John Eliot Gardiner is een groot dirigent en zoals onlangs
bleek is hij ook in staat om een mooie documentaire te maken. In Bach, A Passionate Life schetste hij
voor de BBC de levensloop van Johann Sebastian Bach. Hij kreeg er maar liefst
anderhalf uur de tijd voor en het programma was veelzijdig en informatief.
Toch liet de uitzending een nare smaak achter. Daarvoor was een
ingehuurde hoogleraar in de psychologie verantwoordelijk. Deze dame beweerde op
grond van de snippers informatie die Gardiner aandroeg met enige stelligheid dat
Bach leed aan een paranoïde persoonlijkheidsstoornis. De conflicten met zijn
superieuren, het geklaag over tegenwerking en het wantrouwen jegens zijn
medemensen: meer aanwijzingen had ze niet nodig. Naar de achtergrond van de
stoornis was het ook al niet lang zoeken, want Bach had in zijn jeugd ingrijpende
sterfgevallen meegemaakt en was bovendien op school gepest.
Als dat representatief is voor het werk van psychologen
kunnen de studies psychologie wel opgedoekt worden. Men vertelt vijf anekdotes
over zichzelf en Sigmund velt het oordeel. Het is niet te hopen dat het er bij
hulpverlenersook zo aan toe gaat als ze een levende patiënt tegenover zich
hebben. Niettemin beaamde Gardiner haar uitspraken enthousiast.
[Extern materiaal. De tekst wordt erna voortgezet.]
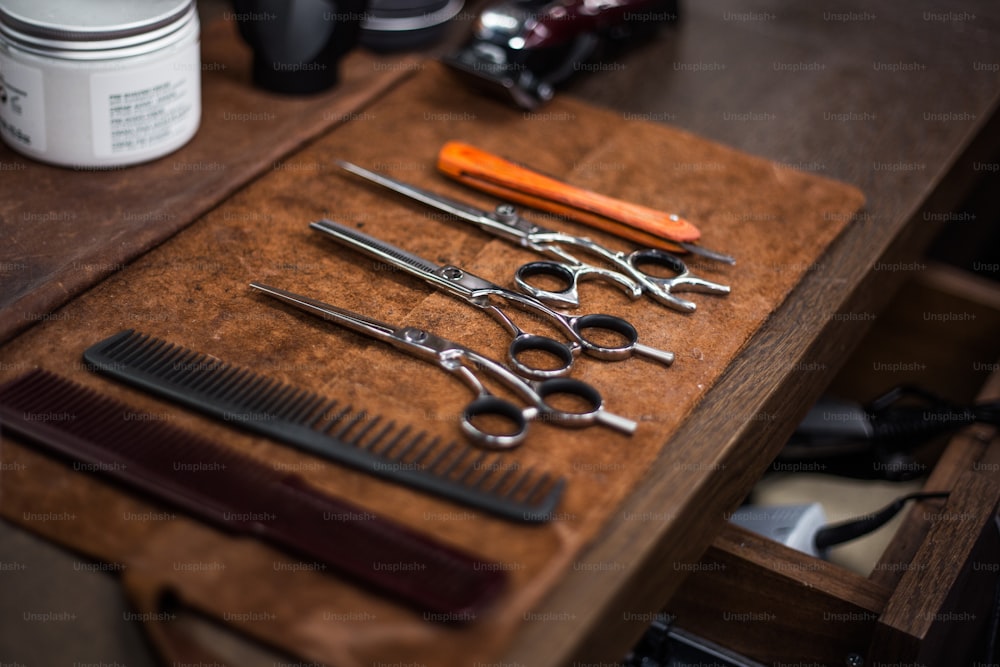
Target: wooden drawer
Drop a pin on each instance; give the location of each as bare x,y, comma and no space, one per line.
929,596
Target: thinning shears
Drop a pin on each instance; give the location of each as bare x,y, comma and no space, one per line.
490,421
628,269
588,333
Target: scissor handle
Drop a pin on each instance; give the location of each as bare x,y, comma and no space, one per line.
587,409
494,423
565,295
526,350
613,328
682,280
568,277
619,329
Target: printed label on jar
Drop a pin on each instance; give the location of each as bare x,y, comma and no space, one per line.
22,105
144,109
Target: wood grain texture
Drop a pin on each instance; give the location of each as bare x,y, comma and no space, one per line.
945,598
64,230
774,604
716,75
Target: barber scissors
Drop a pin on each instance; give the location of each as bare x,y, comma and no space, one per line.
490,421
629,269
482,294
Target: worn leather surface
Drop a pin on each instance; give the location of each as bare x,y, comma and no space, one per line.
65,229
193,291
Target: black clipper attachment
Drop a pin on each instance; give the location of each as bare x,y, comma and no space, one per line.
521,50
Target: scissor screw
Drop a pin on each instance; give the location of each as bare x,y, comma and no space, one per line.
506,212
415,335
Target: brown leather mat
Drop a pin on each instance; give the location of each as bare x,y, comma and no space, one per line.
64,229
193,291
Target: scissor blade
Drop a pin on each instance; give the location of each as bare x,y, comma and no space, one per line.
696,249
379,249
354,321
456,208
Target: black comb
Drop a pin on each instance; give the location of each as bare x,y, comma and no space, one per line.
246,496
319,425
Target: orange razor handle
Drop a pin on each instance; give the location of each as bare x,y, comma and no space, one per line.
489,172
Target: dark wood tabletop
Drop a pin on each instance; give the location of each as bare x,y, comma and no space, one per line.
897,98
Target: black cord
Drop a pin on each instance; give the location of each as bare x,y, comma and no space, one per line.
845,531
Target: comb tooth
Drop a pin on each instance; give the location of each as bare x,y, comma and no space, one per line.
232,384
292,404
521,479
365,428
262,396
124,341
442,455
428,448
458,459
536,487
454,470
344,415
349,423
216,379
204,372
393,441
182,367
253,384
154,357
278,400
139,350
133,347
168,362
485,470
407,448
306,406
469,468
499,482
320,413
381,436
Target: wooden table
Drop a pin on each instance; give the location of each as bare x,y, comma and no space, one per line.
898,100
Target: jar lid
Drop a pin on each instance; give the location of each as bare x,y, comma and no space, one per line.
89,20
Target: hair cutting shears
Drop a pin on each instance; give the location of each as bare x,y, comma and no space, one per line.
489,420
629,270
583,330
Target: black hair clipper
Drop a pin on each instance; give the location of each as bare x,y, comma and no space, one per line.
521,49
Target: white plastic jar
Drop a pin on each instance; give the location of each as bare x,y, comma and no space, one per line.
99,83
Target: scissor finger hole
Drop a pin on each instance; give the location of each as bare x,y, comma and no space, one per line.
540,356
494,423
606,333
657,264
546,277
569,397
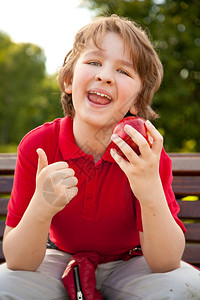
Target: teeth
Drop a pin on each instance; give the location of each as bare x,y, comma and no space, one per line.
102,95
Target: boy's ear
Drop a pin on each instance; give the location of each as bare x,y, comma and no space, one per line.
133,110
68,87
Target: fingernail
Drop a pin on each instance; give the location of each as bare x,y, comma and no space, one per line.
114,136
112,152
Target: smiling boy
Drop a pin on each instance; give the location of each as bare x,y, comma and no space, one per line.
86,196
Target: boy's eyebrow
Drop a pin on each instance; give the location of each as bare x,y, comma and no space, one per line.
100,53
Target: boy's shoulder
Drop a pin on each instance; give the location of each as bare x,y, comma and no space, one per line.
43,132
44,136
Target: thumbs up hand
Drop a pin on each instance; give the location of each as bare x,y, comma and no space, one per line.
55,183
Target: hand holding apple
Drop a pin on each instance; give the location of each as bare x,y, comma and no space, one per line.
137,123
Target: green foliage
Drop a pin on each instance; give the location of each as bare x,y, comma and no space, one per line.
174,27
28,97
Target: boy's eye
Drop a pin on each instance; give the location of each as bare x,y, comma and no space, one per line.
123,72
94,63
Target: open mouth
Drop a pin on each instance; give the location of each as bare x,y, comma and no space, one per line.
99,98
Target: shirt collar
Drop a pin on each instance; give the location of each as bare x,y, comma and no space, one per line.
68,146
Het herinnerde me aan een vergelijkbaar geval. Dat betreft
de theoloog Cornelis Steenblok, de voorman van de Gereformeerde Gemeenten in
Nederland. In 2010 publiceerde Pieter Rouwendal een biografie van Steenblok en
daarin uitte hij het vermoeden dat Steenblok een autist was of aan het syndroom
van Asperger leed. Zijn onvermogen om zich te verplaatsen in anderen, zijn
gelijkhebberige opstelling in meningsverschillen en zijn obsessieve
belangstelling voor bepaalde onderwerpen waren de indicatoren, samen met enkele
typische gedragingen van Steenblok. De boeken in zijn omvangrijke bibliotheek
waren slechts geordend op formaat – er was geen sprake van een meer thematische
ordening. Naar verluidt parkeerde hij zijn auto in de achterkamer van zijn
woning.
In de Gereformeerde Gemeenten in Nederland reageerde men
begrijpelijkerwijs niet erg welwillend op de suggestie van Rouwendal. Hoewel
Rouwendal alleen bepaald abnormaal gedrag van Steenblok wilde verklaren, zag
men er toch een ondermijning van Steenbloks theologische ideeën in. L.M.P.
Scholten, een doorgaans bedachtzaam formulerend auteur, schreef dat voor het
voor hem duidelijk was dat Steenblok juist niet leed aan de hem door Rouwendal
toegeschreven stoornis. Het was al met al geen verkwikkelijke en ook geen
verrijkende discussie.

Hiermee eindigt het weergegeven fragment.